A post-mass media world demands a serious rethink of ad models. But at the same time I am not as quick as some to declare mobile display advertising dead, dead, dead, ineffective -- activated only by “fat fingers” and bored browsers. As much as I look forward to newer forms of advertising or marketing that befit the platform, I do not buy into this current tripe about “mobile advertising not working.” It can, it does and it is, when executed well and wisely. I have interviewed scores of brands and even more agency executives who have tracked the success.
And the death of the mobile display ad, and marketer reluctance to invest in the format, are equally unfounded. The evidence is clear to anyone loading a major media app or site. If mobile advertising is broken or dead, then an awful lot of companies are spending much more this year than last on the funeral. Millennial reports this week that in key segments like non-profits, energy and power, employment and government services, mobile spend on its network -- the largest independent in the U.S. market -- grew from 189% to 264% between Q1 2012 and Q3 2013. The Sports segment grew 600%. And these were not just growth spurts from previously way underfunded segments. The top segment in the network -- telecom -- was up 102%, auto up 109% and consumer goods up 188%.
To be sure, the mobile ad network market continues to be aimed mostly at direct-response, usually resulting in app downloads (45%). But the majority of mobile campaigns had brand goals in mind, with 37% pursuing persistent market presence and 13% brand awareness.

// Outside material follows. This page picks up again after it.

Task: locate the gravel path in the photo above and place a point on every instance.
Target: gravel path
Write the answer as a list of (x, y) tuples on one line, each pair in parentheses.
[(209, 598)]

Now, it is also true that display ads in mobile are shifting to the major forces that are Facebook, Google and increasingly Pandora in this space. Millennial has seen its share of the market in display pared down, even if all boats continue to rise. But declaring mobile display dead or dying seems as much a wish as a reality. It will continue to be an entry, along with mobile search, as marketers move more aggressively here and come up with more diversified and integrated mobile tactics. And personally, I believe that rich media and video ad units can be enormously creative and engaging on any size touchscreen.
Mobile display dead or dying? Not on my phone.